Closed JonathanFoo0523 closed 2 months ago
This sound pretty serious - are you able to dig into what is going wrong in the prelude code?
Then, I wonder how we could write a regression test for this. Perhaps a program like:
int main() { printf("0\n"); printf("1\n"); printf("2\n"); ... }
with a large number of printfs. I think that dredd will only try statement deletion mutations, so that enabling mutant i should cause the print for i to be omitted. This could be used to test whether things are working correctly - what do you think?
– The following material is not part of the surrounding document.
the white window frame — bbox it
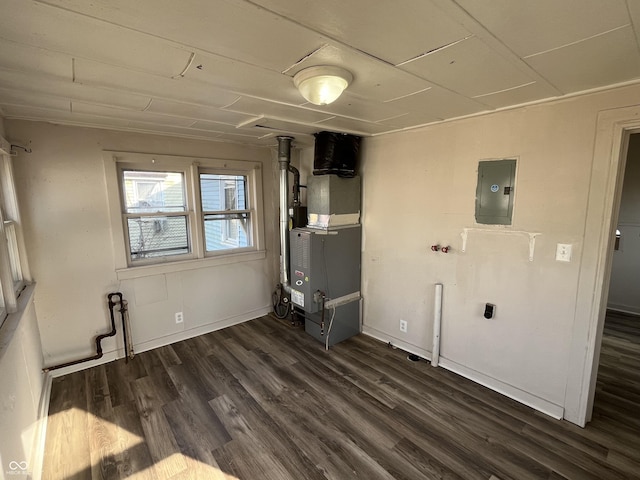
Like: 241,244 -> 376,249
103,151 -> 266,280
0,137 -> 31,326
198,171 -> 256,257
I guess the problem is related to int and int literals represented as 32-bits. Changing 1
to 1ull
and returning a uint64_t
type instead of int
seems to fix it.
I think the example program for the regression test will be mutated to:
int main() {
if (__dredd(...)) { printf("0\n"); }
if (__dredd(...)) { printf("1\n"); }
if (__dredd(...)) { printf("2\n"); }
...
}
We will need to actually run the program to observe that one print statement is missing from stdout, right? Most of the regression tests just compare the original source file and the mutated source file, instead of compiling and running the mutated binary.
Attempt to fix with #231
If the fix is acceptable, I will rewrite the expected dredd output for the single_file
regression test.
Attempt to fix with #231
If the fix is acceptable, I will rewrite the expected dredd output for the
single_file
regression test.
Running .dev_shell.sh.template
at the root of the repo followed by scripts/regenerate_single_file_expectations.sh
should do this for you automatically.